2. Experiment with progressions and variations
Pushup variations are plentiful—and they’re a great way to challenge your muscles and keep you engaged on your pushup journey. Some of Wilson’s favorites: incline pushups (hands on an elevated surface), decline pushups (feet on an elevated surface), and tempo pushups (in which you slow down the lowering portion of the move).
Looking for more upper-body love? Check out this equipment-free workout:
You can also play with your hand placement. Moving your palms in halfway from their usual position (think slightly closer than shoulder-width) best activates your chest and triceps, found a study published in The Journal of Physical Therapy Science.

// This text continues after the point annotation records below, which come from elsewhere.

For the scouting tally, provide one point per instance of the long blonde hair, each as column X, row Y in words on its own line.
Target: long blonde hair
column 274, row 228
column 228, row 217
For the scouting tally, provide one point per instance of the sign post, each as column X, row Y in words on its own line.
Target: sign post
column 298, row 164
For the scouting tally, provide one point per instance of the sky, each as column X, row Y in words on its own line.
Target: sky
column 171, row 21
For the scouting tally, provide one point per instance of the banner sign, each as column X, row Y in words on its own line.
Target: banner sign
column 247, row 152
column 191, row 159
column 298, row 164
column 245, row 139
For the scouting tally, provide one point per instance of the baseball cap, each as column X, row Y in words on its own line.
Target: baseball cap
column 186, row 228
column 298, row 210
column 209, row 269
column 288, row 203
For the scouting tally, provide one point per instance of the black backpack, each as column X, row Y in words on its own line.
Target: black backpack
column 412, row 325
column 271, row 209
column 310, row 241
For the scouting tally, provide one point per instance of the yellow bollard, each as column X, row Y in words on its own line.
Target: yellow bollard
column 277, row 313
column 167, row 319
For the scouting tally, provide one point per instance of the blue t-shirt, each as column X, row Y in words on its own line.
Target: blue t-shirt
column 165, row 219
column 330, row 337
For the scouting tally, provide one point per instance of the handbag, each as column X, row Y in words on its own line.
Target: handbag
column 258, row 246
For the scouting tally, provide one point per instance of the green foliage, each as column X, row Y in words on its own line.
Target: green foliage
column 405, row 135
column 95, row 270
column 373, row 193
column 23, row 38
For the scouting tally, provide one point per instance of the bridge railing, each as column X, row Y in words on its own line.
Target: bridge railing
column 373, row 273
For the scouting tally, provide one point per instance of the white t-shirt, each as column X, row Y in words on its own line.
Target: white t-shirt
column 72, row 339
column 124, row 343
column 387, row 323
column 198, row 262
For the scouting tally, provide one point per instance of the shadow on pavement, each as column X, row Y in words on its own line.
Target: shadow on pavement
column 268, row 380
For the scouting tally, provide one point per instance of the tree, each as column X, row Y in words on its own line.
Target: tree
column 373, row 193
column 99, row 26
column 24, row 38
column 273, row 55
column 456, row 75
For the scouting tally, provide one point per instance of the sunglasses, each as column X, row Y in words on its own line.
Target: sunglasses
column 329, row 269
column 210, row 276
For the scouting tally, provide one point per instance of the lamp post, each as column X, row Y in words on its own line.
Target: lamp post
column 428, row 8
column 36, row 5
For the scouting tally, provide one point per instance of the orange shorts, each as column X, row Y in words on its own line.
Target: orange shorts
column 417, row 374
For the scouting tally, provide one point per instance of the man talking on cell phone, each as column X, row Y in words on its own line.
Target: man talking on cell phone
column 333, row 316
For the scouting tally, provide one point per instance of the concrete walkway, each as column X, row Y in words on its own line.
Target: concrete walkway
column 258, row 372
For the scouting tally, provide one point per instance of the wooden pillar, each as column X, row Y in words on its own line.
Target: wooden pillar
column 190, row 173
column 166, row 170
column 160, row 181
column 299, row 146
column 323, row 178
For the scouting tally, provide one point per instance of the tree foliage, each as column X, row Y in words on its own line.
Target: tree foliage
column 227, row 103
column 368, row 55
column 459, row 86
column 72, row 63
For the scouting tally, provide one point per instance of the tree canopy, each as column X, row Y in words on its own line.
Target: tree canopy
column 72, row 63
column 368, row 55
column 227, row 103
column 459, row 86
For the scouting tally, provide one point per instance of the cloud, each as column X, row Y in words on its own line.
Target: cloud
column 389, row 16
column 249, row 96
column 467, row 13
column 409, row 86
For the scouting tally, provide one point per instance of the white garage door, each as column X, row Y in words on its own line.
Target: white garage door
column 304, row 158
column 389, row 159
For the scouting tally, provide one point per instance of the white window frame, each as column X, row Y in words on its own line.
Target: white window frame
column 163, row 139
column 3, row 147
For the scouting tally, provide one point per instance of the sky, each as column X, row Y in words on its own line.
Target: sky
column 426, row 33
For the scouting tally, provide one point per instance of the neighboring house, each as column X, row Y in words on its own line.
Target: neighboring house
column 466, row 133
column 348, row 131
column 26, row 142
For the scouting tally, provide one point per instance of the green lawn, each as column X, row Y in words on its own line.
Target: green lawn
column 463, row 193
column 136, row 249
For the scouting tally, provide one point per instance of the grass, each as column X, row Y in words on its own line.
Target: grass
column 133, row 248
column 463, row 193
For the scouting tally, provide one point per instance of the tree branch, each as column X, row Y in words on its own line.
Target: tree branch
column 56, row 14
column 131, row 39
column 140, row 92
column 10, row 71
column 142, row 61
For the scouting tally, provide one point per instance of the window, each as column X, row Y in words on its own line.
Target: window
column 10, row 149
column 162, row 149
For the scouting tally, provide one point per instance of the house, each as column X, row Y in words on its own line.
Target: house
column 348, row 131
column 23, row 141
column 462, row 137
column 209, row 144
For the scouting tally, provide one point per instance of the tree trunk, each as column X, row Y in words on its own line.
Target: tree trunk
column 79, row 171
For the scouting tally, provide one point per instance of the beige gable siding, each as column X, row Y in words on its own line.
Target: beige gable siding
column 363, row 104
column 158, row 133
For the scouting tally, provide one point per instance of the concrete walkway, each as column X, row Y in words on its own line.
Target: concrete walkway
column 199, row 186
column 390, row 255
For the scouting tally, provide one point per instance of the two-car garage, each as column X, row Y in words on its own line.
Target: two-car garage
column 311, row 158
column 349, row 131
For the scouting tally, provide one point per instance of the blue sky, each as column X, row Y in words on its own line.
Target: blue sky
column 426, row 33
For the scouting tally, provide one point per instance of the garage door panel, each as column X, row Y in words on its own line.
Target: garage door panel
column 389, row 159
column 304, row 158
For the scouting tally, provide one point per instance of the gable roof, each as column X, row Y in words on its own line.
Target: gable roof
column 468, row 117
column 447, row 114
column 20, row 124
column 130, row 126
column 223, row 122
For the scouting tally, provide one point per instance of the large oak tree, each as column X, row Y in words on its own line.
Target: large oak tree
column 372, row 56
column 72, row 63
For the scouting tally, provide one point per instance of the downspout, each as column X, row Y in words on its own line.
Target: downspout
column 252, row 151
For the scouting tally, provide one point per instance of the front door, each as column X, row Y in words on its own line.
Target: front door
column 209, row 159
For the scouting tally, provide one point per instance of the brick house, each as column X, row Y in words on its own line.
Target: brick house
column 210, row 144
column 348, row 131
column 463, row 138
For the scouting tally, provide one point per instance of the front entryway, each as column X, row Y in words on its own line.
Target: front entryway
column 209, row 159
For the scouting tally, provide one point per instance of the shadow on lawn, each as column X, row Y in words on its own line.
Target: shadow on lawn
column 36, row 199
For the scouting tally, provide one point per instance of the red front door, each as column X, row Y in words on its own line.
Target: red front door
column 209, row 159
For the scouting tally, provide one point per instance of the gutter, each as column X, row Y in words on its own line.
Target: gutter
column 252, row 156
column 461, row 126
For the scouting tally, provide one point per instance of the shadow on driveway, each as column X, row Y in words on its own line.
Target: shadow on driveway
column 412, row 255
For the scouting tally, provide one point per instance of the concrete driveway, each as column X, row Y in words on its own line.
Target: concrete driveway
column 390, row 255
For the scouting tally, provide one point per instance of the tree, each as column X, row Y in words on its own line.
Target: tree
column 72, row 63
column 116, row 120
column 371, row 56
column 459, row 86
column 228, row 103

Just make sure to keep those elbows from flaring out wide.
3. Incorporate chestpresses into your workouts
While you can most definitely get better at pushups by simply doing pushups, if you have access to dumbbells or a barbell, Wilson recommends incorporating a handful of pushing exercises into your upper-body routine. These similar movement patterns will help your efforts on the floor.
“Start with dumbbell or barbell chest presses and gradually increase your load and time under tension,” explains Wilson. For example, you might start out pressing 15-pound dumbbells for three sets of 10 reps. Once that starts to feel easy, increase your weight by a few pounds.
4. Focus on your core
One of the most common culprits responsible for trouble nailing pushups is a lack of core strength, according to the American Council on Exercise (ACE). That being said, if you really want to amp up your pushup game, core work (specifically planking) is a must.
“The main requirement for doing a pushup is to be able to maintain a straight-arm plank,” explains Norma Lowe, CPT, trainer and certified sports nutritionist. “I always say that the pushup is like a moving plank.” Build your planks up to at least 30 to 60 seconds and incorporate about three sets into your workouts three times a week.